When I really developed a prayer life was when I was in a terrible work situation. It was so bad that I just needed the Lord’s peace by lunch time, and so at lunch I would sneak off to a quiet part of the building and just allow the Lord to touch me and empty out all of the pain. This was the first experience I had of a truly “two way” prayer relationship. I had looked before for God to “speak to me” but I just was not looking for the right thing or properly equipped to do this. I was looking for something much more transactional and rational than I think the Lord really brings.
So I would have times where I felt the “touch” of the Lord, which I will just describe as a warm peaceful feeling, yes feeling, and then times where I did not really experience anything at all.
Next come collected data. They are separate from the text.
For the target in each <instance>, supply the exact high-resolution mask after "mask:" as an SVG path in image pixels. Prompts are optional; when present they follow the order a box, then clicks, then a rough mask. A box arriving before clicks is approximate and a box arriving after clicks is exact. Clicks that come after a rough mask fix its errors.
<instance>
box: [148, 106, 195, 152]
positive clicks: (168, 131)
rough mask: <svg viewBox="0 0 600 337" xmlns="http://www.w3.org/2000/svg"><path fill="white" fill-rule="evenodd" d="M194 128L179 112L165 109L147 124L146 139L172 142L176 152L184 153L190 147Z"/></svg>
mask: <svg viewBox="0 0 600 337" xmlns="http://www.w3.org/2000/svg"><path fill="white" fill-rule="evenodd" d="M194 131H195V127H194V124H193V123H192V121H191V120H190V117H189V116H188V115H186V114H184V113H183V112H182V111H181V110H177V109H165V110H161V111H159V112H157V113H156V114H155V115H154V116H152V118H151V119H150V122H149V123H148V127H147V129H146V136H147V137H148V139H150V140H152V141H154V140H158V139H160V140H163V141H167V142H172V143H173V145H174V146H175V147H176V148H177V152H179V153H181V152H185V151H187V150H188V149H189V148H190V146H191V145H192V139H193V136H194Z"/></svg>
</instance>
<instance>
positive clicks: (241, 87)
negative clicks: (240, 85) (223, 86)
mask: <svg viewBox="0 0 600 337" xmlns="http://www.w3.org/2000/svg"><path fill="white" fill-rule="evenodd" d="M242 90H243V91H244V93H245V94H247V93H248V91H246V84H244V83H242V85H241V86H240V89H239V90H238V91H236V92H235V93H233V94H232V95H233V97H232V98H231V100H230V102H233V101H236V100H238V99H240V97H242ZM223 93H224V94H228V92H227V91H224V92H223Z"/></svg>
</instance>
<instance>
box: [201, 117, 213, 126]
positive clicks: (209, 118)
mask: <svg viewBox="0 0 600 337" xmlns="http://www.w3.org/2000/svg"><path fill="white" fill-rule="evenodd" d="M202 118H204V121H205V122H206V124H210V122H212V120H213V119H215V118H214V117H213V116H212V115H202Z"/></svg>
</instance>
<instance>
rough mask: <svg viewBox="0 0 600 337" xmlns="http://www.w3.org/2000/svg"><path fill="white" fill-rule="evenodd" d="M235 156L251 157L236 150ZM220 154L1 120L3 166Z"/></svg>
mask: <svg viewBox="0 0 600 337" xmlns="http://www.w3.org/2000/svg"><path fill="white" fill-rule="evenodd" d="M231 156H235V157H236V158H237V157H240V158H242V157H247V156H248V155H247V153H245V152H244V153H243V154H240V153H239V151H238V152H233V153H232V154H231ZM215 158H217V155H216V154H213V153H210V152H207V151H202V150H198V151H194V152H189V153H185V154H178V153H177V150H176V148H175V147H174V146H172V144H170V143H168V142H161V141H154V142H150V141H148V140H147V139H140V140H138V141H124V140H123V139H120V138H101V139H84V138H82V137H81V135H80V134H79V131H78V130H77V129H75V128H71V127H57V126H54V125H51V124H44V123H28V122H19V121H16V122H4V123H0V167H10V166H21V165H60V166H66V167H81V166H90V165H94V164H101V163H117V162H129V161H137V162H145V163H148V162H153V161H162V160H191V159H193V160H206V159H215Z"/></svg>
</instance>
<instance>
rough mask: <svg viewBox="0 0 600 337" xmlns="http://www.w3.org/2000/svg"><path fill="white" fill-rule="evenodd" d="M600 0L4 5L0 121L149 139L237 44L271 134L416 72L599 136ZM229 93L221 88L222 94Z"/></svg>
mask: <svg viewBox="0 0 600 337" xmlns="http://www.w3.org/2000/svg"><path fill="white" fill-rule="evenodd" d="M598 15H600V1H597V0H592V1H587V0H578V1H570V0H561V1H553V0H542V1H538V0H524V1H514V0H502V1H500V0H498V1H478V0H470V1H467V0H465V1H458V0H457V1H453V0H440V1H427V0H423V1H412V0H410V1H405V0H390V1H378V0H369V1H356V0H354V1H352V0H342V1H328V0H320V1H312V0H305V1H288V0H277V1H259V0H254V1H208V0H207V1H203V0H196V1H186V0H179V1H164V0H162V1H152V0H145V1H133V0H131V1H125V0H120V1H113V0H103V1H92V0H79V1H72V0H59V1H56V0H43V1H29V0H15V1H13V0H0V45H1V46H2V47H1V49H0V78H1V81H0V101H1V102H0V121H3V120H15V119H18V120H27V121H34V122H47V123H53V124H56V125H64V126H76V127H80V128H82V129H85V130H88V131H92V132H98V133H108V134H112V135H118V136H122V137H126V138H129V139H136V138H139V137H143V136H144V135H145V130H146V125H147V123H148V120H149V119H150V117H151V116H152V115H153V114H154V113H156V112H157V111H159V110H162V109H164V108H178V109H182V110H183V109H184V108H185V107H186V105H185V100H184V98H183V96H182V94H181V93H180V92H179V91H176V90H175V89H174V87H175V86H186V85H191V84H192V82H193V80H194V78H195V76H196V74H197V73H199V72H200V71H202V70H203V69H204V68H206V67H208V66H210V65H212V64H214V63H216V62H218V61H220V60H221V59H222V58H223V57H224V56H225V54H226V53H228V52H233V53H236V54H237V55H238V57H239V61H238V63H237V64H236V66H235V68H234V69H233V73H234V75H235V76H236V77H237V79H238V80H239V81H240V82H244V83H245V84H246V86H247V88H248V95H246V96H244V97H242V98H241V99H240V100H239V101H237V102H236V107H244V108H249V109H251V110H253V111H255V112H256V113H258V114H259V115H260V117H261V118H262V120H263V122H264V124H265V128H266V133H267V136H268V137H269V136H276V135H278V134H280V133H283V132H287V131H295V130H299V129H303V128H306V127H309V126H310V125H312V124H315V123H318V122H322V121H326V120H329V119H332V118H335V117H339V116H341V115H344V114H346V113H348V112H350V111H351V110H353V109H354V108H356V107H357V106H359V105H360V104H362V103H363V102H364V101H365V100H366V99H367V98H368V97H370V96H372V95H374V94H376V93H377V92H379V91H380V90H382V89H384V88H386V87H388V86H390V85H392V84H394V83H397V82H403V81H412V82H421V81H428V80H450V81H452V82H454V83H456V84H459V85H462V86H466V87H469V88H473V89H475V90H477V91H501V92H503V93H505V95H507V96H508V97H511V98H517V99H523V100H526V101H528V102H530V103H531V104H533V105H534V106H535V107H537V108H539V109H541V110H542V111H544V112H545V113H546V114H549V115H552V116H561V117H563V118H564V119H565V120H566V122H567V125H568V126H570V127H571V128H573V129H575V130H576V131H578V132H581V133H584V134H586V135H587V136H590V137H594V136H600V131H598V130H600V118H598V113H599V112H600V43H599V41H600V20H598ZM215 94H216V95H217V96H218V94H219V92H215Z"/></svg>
I wasn’t really unhappy though because this was a huge step forward from what I had before. And then at least my experience matched the kind of thing I had heard people like Mike Bickle talk about– what he calls “unanointed prayer.” However that never really sat that well with me. Sometimes God just did not want me to experience His “presence” or be close to Him, and yet often these times were effective in prayer?
It was after that that the teaching of Curry Blake began to impact me further.. I started to realize that if something was between me and God it was not God! It was either something in me or something in the spiritual atmosphere, and if I sought Him more deeply He was “not far from each one of us” as Paul says. I began to “press through” in prayer until I knew God was with me, and there was a real breakthrough that came. I believe that when the enemy knows that everytime tries to stop you, he will only be defeated, the game is over. Now whenever I turn my heart toward God, I know that He is near and I experience His nearness… perhaps not always to the same degree, but it is never dry. If it’s dry, it’s not God.
This I believe says a lot about prayer in general. Somehow we believe that intercession is a practice of essentially begging God to do something, which is really absurd when you think about it. When He sent Jesus, He did it all. When we beg it’s almost like we think we are better than God. He’s not good enough to give us what we need (to do His will), but somehow we are good enough to want it so badly to beg extensively for it. Because of Jesus, we can experience the continual kindness and love of the Father towards us even in correction. There is nothing you are going to add to that.
All you can do is begin to come into a place of believing in Him and His character so much that things in you and your surroundings, the Earth, and in the spiritual atmosphere begin to change and you experience the “breakthrough” We don’t beg God, we believe God.